Revue n° 28, 1997
Profondément enracinée en Russie, la communauté bahá’íe de ce pays a survécu à une longue période de persécution communiste
Les liens entre la Russie et la foi bahá’íe remontent à plus d’un siècle. Vers le milieu des années 1800, des diplomates russes sont intervenus avec fermeté pour défendre les bahá’ís qui subissaient une première vague de persécution en Iran. Au début du siècle, des intellectuels russes attirés par ses idées progressistes ont étudié la foi bahá’íe et publié de nombreux écrits. Avant la révolution, les premiers adeptes ont établi une communauté florissante dans le Turkestan russe et construit la première Maison d’adoration bahá’íe du monde.
La foi a été fondée en Iran par Bahá’u’lláh qui se proclamait messager de Dieu au même titre que Mahomet, Jésus et les autres grands prophètes et enseignait que toutes les religions du monde ne sont qu’une. Accusé d’hérésie, il fut emprisonné à Téhéran en 1852. Le prince Dolgoruki, alors ambassadeur de Russie en Iran, lança un appel au Shah pour sa libération, proposant de lui offrir un refuge en Russie. Bien que Bahá’u’lláh ait refusé l’offre du prince Dolgoruki, il fut libéré et exilé.
Plus tard, d’éminents orientalistes et chercheurs russes, dont M. Gamazov, V. Rosen, Mirsa Kasembeg, Alesander Tumanski, Bernard Dorn et V. Zhukovski, se sont mis à étudier le mouvement bahá’í , à décrire ses principes, à retracer les étapes de son histoire, à traduire ses écrits et, d’une manière générale, à jouer un rôle important en faisant connaître la nouvelle religion au reste de l’Europe.
En 1904, un journaliste, S. Umanets, a été l’un des premiers à reconnaître la foi en tant que religion indépendante. Ivan Tourgeniev et Leo Tolstoï se sont tous deux penchés sur les enseignements de la foi bahá’íe et en ont souvent parlé. Vers la fin de sa vie, Tolstoï en fait mention plusieurs fois dans sa correspondance; il partageait livres et informations avec ses collègues et a même qualifié la foi bahá’íe de « la forme de religion la plus pure et la plus élevée ». Les artistes ont eux aussi été touchés par les épisodes dramatiques des débuts de la foi. Une poétesse de St. Petersbourg, Isabella Grinevskaya, a écrit des pièces sur son établissement qui ont été jouées non seulement dans les théâtres de St.
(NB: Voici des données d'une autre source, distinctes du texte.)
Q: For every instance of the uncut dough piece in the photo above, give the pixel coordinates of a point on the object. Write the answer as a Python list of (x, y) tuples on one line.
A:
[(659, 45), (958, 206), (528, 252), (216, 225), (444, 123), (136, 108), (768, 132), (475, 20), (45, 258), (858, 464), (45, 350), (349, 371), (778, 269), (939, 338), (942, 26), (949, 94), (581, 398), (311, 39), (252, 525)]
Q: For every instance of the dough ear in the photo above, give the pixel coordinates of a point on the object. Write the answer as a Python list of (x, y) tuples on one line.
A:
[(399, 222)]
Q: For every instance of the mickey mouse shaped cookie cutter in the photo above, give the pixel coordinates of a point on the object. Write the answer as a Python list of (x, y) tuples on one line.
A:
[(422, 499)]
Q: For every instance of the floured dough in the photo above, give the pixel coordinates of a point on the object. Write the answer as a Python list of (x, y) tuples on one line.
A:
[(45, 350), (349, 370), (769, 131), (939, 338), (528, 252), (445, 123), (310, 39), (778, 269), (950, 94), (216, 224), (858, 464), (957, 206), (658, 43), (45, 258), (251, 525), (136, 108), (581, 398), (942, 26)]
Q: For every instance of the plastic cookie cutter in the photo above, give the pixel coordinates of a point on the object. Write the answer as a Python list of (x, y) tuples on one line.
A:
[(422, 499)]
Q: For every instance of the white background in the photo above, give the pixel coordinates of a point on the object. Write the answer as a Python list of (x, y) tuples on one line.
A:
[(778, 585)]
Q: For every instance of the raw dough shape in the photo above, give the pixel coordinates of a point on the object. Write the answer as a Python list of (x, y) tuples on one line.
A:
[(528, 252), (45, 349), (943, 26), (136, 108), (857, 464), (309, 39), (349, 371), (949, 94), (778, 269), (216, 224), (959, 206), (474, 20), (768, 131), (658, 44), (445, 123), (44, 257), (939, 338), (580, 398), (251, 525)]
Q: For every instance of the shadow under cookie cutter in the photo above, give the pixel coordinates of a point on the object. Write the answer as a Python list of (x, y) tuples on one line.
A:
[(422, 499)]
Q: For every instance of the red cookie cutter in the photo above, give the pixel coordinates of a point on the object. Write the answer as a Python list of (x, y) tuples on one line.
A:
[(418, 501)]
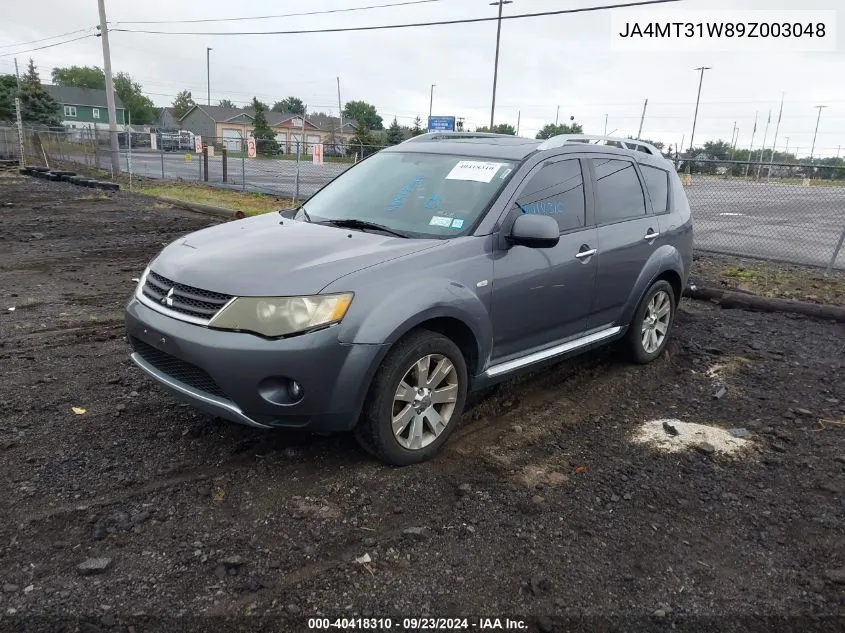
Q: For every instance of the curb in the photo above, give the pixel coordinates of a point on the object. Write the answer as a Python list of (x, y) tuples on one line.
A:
[(205, 209), (746, 301)]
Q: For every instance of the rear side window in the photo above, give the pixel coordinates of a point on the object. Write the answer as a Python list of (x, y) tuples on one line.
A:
[(657, 183), (556, 190), (619, 193)]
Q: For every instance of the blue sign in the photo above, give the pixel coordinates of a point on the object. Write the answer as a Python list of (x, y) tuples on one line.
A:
[(441, 124)]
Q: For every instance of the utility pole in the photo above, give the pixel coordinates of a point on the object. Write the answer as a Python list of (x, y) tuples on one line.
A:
[(104, 34), (751, 147), (339, 109), (208, 71), (642, 118), (777, 127), (431, 101), (812, 149), (695, 116), (500, 4)]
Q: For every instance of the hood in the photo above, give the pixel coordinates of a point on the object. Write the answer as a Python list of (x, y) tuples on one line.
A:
[(268, 255)]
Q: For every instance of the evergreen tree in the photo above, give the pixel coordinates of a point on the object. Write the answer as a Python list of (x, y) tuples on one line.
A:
[(265, 137), (37, 105), (394, 133)]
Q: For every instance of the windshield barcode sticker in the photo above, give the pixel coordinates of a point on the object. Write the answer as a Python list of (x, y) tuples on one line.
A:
[(479, 171)]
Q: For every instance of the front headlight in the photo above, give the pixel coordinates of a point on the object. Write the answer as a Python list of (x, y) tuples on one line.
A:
[(280, 316)]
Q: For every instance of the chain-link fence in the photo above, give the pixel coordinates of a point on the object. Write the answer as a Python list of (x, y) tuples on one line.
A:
[(787, 212), (791, 213)]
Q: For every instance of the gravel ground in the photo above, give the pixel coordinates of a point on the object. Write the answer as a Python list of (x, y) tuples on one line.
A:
[(135, 513)]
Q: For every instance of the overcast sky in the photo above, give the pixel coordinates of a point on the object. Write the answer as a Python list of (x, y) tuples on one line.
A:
[(546, 62)]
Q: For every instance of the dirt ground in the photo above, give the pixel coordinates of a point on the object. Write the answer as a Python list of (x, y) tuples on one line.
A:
[(543, 508)]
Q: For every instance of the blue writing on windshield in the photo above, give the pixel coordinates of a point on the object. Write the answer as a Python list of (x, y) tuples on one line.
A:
[(399, 198), (543, 208)]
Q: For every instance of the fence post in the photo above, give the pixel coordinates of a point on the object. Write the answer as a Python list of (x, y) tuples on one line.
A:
[(20, 131), (836, 252)]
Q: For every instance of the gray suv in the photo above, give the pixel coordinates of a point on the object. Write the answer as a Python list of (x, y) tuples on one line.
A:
[(433, 268)]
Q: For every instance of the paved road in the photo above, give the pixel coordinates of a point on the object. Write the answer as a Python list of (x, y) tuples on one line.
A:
[(774, 221), (768, 220)]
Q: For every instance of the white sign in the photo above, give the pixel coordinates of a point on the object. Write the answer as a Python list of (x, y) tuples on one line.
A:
[(318, 154), (478, 171)]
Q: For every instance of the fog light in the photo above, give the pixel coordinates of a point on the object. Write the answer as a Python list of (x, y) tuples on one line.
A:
[(295, 390)]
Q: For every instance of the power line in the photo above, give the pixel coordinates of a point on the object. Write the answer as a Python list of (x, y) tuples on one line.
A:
[(76, 39), (382, 27), (44, 39), (281, 15)]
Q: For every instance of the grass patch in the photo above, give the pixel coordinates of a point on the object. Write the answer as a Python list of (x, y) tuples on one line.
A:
[(250, 203)]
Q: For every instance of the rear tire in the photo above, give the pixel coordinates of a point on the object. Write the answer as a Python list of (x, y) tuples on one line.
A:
[(415, 401), (651, 326)]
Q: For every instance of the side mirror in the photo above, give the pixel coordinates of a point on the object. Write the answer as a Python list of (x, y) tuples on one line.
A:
[(534, 231)]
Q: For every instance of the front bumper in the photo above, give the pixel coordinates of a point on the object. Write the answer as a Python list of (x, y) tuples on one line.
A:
[(227, 373)]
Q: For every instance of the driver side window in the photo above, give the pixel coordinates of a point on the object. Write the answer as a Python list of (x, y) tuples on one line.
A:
[(556, 190)]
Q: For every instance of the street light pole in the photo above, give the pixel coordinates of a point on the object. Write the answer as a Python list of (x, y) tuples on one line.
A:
[(695, 116), (812, 149), (208, 71), (500, 4), (431, 101)]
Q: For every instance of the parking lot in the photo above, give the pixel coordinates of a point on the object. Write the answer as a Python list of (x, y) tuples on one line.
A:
[(545, 506)]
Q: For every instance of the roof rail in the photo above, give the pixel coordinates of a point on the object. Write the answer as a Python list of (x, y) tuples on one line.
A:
[(625, 143), (440, 136)]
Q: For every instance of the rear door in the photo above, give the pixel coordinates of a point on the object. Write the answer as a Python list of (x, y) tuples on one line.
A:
[(628, 234), (543, 295)]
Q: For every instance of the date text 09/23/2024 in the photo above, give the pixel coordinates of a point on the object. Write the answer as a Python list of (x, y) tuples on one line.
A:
[(417, 624)]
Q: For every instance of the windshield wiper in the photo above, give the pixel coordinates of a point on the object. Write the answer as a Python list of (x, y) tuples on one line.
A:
[(354, 223)]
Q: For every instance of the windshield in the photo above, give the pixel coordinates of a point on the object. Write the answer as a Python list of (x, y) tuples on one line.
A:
[(419, 195)]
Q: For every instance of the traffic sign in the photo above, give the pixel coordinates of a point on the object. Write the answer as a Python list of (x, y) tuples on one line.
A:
[(441, 124)]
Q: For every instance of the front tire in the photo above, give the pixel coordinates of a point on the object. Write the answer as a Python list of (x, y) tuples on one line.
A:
[(649, 331), (415, 401)]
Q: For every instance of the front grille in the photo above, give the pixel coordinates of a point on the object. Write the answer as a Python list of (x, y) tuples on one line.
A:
[(194, 302), (177, 368)]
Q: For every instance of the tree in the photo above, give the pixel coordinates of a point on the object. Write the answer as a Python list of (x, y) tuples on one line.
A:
[(416, 129), (501, 128), (394, 133), (551, 130), (364, 114), (183, 102), (265, 137), (293, 105), (36, 103), (80, 77), (141, 107), (8, 92)]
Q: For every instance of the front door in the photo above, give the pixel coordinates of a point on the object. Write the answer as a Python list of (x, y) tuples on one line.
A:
[(544, 295), (628, 234)]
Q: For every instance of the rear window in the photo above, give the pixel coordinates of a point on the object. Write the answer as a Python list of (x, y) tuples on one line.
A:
[(657, 182)]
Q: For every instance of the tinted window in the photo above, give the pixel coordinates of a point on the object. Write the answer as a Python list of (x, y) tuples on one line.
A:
[(557, 190), (657, 183), (618, 191)]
Petersbourg mais aussi à Paris, Londres et Berlin jusqu’au début des années 20.
Dans le Turkestan russe, la communauté bahá’íe avait atteint au début de ce siècle un niveau de développement très élevé. Juste avant la révolution de 1918, plus de 4 000 fidèles vivaient à Ishqabad où ils avaient érigé une Maison d’adoration bahá’íe, construit une école élémentaire, deux jardins d’enfants et un dispensaire et où la vie de la communauté était particulièrement riche avec de nombreuses bibliothèques, des clubs sociaux et diverses associations théâtrales, sportives et autres.
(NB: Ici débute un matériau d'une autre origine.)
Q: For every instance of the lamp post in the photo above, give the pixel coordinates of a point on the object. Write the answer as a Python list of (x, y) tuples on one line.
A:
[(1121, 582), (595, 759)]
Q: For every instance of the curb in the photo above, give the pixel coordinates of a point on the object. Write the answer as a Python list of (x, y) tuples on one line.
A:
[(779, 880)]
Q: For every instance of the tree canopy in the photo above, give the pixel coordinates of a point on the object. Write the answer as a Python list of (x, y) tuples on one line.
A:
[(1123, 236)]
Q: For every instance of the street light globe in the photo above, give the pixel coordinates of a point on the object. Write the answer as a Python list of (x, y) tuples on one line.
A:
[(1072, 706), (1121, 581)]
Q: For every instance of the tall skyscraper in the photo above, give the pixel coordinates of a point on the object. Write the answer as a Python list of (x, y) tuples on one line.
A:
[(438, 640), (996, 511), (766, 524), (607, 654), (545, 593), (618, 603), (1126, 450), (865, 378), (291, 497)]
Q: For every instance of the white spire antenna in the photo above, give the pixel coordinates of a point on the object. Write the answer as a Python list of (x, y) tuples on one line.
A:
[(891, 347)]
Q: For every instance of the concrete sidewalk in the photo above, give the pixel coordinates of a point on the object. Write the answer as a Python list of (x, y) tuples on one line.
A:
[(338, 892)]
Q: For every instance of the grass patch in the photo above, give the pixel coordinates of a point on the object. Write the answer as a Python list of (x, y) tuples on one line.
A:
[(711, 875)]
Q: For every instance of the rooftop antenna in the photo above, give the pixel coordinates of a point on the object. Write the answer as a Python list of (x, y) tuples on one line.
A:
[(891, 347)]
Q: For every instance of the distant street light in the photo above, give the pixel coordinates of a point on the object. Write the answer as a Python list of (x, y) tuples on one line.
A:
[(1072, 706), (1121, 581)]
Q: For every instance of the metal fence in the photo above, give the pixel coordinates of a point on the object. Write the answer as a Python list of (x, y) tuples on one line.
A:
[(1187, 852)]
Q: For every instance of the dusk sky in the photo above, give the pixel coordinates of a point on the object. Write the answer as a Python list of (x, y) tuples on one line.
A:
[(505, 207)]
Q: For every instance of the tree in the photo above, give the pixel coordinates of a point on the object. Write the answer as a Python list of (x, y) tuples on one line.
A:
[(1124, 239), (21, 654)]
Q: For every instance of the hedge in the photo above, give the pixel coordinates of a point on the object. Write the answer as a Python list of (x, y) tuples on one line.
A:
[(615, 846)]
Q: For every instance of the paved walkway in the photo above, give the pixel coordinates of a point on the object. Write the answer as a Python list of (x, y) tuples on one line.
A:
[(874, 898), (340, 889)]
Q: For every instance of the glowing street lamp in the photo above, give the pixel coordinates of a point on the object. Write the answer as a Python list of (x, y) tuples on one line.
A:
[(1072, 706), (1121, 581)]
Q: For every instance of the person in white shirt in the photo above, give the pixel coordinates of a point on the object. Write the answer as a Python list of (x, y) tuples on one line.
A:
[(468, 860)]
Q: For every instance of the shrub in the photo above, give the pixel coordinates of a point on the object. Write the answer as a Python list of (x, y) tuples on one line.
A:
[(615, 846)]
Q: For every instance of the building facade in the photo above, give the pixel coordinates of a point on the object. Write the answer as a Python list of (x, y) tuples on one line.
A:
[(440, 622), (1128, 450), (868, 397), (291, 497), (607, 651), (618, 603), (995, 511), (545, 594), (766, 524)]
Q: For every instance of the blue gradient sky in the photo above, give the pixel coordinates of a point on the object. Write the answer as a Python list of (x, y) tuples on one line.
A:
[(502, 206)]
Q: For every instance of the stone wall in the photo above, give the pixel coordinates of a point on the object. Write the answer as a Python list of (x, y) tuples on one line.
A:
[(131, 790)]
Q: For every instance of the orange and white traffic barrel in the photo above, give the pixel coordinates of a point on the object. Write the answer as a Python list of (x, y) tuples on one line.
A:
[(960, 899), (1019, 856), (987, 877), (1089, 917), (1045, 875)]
Après la révolution, tout comme d’autres communautés religieuses sous le régime communiste, les bahá’ís de Russie ont été obligés de réduire considérablement leurs activités publiques. Tous ceux qui sont restés actifs ont été systématiquement persécutés et emprisonnés. La Maison d’adoration a été confisquée par le gouvernement en 1928 et sa structure ébranlée par un tremblement de terre en 1948; elle a été détruite en 1963. Pendant les années 1930, presque tous les adultes mâles ont été exilés dans des camps où la plupart ont trouvé la mort. Pourtant, certains ont pu enseigner les principes de la foi à leurs enfants et, pendant les périodes où le gouvernement se montrait plus clément, la communauté a connu des moments de plein épanouissement. D’une manière générale, cependant, l’activité bahá’íe en Russie a pratiquement disparu sous le régime communiste.